Time for a new boat
OM writes from California:
Have you thought or written about public purchase of water flows needed for the environment? We have a new water bond that includes a lot of funds for this sort of thing. It strikes me that it fits with the model of internalizing profits/externalizing costs. If there is not enough water in the river, that is because water users are not complying with permit term, flow requirements or other obligations. So why should the public pick up the cost of buying that water back? Does purchasing water needed for the environment with public funds tend to unjustly enrich those with unclean hands? Would resources be better spent on enforcement?
Here are my thoughts:
First, I would not pay to retire rights that were over-allocated, as the “right to use” (usufruct right) is not the same as the “right of ownership” in California.* I’d revoke overallocations by administrative fiat, as those allocations can not — and will not — be used.
Second, I’d redefine remaining allocations to exclude baseline environmental water flows. The Australians have done this in the Murray Darling Basin. The opposition to cut-outs will increase as their share of total flows rises, so it’s probably best to set them lower and get them in place.
Third, I’d allow existing rights to be rented on an annual basis among all water rights holders as well as new users (environmental organizations, cities, etc.), to improve efficiency without destroying the value — or definition — of rights.

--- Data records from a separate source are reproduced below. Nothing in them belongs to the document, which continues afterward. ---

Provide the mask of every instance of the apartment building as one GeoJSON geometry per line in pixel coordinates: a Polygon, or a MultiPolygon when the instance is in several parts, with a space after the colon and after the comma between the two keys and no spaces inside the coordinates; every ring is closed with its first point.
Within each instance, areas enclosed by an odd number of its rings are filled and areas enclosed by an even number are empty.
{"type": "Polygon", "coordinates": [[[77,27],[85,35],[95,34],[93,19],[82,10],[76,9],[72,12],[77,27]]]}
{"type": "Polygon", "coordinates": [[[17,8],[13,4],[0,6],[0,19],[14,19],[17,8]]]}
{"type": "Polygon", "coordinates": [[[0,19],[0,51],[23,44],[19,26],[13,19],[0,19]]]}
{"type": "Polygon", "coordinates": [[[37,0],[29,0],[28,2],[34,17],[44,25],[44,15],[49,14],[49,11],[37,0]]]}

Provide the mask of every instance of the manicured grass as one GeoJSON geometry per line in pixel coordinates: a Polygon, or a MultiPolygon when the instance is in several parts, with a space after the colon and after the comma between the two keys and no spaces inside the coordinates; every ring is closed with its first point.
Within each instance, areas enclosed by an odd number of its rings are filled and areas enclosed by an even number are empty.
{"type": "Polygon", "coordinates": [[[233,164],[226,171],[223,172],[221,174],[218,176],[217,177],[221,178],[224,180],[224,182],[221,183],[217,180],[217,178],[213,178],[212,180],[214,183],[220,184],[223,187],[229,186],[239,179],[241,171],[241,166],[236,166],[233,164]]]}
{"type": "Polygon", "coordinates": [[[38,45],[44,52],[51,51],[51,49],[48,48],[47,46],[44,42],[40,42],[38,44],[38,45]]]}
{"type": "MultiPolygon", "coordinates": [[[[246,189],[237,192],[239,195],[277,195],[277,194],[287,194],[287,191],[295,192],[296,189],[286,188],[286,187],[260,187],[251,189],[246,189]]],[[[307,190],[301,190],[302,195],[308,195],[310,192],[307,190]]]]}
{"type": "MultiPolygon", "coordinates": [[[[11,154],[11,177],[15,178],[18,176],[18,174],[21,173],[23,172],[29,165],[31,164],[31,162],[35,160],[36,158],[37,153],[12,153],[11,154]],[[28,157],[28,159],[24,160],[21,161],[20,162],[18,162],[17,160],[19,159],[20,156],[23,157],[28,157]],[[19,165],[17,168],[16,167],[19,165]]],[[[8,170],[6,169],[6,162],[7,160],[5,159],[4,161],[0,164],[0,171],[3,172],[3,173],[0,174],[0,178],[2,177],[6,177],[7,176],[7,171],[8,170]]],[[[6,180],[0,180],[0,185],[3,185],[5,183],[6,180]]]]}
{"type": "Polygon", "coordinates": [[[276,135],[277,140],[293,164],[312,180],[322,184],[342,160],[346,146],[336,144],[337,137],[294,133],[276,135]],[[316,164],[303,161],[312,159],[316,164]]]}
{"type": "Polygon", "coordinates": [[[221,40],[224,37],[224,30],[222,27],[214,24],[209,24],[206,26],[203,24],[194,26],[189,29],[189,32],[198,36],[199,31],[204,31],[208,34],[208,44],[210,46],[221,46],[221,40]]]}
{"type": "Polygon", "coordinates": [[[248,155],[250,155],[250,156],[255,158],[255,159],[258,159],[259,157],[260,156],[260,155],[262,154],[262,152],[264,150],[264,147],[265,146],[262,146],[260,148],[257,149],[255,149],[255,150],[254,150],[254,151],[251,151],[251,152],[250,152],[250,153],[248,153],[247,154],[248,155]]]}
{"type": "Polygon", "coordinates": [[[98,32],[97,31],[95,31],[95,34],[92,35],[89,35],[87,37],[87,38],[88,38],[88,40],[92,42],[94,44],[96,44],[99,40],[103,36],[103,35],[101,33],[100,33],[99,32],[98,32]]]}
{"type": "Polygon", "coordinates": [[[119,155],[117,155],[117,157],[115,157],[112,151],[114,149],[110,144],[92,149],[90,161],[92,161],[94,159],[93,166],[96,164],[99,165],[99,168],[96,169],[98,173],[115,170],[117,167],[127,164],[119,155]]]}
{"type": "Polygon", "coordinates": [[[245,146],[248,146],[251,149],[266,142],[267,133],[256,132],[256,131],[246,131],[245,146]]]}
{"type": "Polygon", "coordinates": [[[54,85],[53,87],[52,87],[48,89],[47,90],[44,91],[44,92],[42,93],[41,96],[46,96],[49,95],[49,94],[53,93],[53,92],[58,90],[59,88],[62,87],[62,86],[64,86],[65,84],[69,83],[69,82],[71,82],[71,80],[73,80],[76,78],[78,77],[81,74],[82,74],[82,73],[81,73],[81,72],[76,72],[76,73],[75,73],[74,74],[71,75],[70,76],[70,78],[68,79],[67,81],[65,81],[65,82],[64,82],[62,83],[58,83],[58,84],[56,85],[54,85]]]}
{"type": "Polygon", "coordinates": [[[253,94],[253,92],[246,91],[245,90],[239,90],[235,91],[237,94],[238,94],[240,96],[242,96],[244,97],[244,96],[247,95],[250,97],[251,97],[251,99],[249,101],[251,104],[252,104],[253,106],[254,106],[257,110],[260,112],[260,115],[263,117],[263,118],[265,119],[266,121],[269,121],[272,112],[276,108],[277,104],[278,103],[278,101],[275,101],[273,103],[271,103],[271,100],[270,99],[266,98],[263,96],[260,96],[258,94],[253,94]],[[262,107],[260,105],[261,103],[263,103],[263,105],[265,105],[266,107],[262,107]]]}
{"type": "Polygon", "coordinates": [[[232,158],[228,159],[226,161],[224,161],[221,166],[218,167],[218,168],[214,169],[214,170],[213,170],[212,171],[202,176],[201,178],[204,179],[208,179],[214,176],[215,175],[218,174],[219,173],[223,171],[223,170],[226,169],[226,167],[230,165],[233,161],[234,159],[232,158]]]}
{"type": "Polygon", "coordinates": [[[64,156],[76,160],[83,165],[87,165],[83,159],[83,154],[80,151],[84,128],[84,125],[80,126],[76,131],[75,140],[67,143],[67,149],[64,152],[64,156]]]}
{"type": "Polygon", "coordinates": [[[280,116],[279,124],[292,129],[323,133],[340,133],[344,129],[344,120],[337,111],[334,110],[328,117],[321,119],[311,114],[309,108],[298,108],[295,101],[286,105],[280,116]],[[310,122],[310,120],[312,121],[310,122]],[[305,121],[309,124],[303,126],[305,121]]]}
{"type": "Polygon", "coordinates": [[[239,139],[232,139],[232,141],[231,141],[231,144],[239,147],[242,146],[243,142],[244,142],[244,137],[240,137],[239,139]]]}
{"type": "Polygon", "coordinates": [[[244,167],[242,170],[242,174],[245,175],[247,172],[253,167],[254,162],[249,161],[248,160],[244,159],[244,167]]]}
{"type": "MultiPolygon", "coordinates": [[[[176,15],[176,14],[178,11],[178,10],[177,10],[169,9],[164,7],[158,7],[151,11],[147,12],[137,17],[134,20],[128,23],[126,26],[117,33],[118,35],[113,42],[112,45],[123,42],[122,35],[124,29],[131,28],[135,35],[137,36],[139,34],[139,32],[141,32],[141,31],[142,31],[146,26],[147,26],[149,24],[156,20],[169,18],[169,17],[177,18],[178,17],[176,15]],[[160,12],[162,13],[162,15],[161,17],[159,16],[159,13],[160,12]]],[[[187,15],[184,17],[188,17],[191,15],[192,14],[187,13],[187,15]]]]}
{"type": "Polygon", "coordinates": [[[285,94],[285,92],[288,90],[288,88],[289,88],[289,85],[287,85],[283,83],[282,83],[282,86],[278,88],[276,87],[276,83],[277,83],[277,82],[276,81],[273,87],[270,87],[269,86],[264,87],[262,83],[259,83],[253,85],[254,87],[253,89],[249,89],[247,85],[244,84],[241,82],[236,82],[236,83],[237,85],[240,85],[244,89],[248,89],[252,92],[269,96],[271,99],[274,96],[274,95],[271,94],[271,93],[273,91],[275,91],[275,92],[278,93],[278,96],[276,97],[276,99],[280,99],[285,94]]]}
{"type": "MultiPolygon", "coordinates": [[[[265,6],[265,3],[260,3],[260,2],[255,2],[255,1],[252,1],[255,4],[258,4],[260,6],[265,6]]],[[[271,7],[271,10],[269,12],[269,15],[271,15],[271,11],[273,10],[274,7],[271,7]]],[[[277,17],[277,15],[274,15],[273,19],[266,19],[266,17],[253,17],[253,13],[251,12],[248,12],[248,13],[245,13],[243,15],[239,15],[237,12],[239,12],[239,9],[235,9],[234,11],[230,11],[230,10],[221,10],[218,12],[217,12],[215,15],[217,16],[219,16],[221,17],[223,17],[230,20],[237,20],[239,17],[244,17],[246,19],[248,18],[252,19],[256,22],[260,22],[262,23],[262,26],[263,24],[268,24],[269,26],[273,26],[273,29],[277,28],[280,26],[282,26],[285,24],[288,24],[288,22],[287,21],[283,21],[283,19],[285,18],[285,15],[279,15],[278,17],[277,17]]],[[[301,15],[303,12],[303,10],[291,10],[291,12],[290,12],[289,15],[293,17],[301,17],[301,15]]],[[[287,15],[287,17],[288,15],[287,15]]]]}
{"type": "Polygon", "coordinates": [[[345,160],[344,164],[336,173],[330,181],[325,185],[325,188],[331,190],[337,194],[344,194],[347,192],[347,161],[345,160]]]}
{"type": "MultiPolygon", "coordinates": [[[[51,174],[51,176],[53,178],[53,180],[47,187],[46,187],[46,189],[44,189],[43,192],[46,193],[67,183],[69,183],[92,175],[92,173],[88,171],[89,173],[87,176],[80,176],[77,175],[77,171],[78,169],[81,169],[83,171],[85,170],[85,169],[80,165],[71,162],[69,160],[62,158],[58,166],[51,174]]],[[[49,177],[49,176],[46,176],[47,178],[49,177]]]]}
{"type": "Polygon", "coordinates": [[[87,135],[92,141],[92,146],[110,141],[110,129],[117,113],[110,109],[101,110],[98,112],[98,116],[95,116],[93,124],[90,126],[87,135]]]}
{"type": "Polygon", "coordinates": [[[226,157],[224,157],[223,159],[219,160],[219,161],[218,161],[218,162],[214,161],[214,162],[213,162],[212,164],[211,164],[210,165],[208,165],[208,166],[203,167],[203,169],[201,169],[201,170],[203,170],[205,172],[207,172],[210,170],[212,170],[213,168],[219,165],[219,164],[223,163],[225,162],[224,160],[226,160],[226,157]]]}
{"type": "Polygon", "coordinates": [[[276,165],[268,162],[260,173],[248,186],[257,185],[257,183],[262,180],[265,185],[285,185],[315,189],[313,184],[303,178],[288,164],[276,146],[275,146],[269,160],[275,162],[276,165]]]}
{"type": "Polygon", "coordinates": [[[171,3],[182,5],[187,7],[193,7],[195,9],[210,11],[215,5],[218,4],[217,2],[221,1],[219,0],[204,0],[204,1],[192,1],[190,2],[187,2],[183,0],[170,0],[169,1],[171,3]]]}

Fourth (rather first), I’d be sure that all water uses — from rivers, groundwater, irrigation canals, etc. — were tracked and perhaps regulated. California has weak or non-existant controls or reporting of uses from groundwater, riparian diversions, and pre-1914 rights. These holes will destroy nearly any system that does not close them.**
Bottom Line: California’s water system is so broken that it needs to be radically reformed. This transition will upset a lot of entitled people, but some of them don’t deserve what they never should have gotten.
It is hereby declared that because of the conditions prevailing in this State the general welfare requires that the water resources of the State be put to beneficial use to the fullest extent of which they are capable, and that the waste or unreasonable use or unreasonable method of use of water be prevented, and that the conservation of such waters is to be exercised with a view to the reasonable and beneficial use thereof in the interest of the people and for the public welfare.
Many current water users will claim that their use (e.g., almond irrigation) is “reasonable” and I’m inclined to agree, but that use must be “in the interest of the people and for the public welfare,” which may exclude, e.g., irrigation of almonds for export. Put differently, the government has allowed uses and can disallow them — as it did, very famously, in the case of Mono Lake.
** After I wrote this, California’s Legislature passed a law requiring local groundwater districts to have “management plans” in place by 2020 (failure means the State will impose its own plan). This action, welcome as it is, does not seem to specify a target or penalty for failing to meet a target, i.e., it doesn’t promise an improvement in groundwater conditions… assuming there’s any groundwater left after another five years of unregulated pumping.